Searching for bargains, he sometimes takes contrarian stances. After Enron went bankrupt in 2001, investors dumped bonds of merchant power producers. That attracted his interest. "Once things collapsed, the industry stopped adding new plants, but demand for power continued growing by more than 1% a year," he says. "Now it will probably be a few more years before the supply of power catches up with demand."
Convinced that the aging population will demand more health services for years to come, Pokrzywinski has been emphasizing hospitals and pharmaceutical companies. Longtime favorites include bonds of Tenet Healthcare, which operates general hospitals, clinical laboratories and medical office buildings; and HealthSouth, which runs rehabilitation hospitals. Some hospital securities have declined recently as investors worry that a new president might encourage more regulation--and lower profits--for the health sector. But Pokrzywinski is convinced that the sector will remain resilient. "The government will allow these companies to earn reasonable returns," he says. "Health companies will continue enjoying stable revenues."
Pokrzywinski sometimes buys stocks or convertibles when they seem to offer the most attractive vehicles for investing in companies. Recently he bought below-investment-grade convertibles of CV Therapeutics, a biotech company that focuses on the treatment of cardiovascular diseases. Prices of the convertibles dropped when Wall Street was disappointed with the sales of a product used to treat angina. But Pokrzywinski argues that the company has a sound balance sheet, and new uses for the drug could help to boost sales.
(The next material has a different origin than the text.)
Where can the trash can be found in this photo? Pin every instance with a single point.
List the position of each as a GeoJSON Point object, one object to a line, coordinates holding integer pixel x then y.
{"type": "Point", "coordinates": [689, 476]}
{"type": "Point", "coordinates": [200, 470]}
Like many high-yield funds, Principal typically emphasizes bonds rated 'B,' two steps below 'BBB,' the lowest investment-grade rating. But in recent months, the fund had 21% of its assets in investment-grade securities. That helped to prop up returns during the market downturns of the summer and early fall.
To be sure, Principal has no long-term plans to stay away from bonds rated below investment grade. Pokrzywinski says he has his eye on junk financial securities. Now that many have been pounded for months, they are starting to reach cheap levels, he says. By snapping up financial bonds at bargain prices, the fund can continue delivering the strong returns that shareholders have come to expect.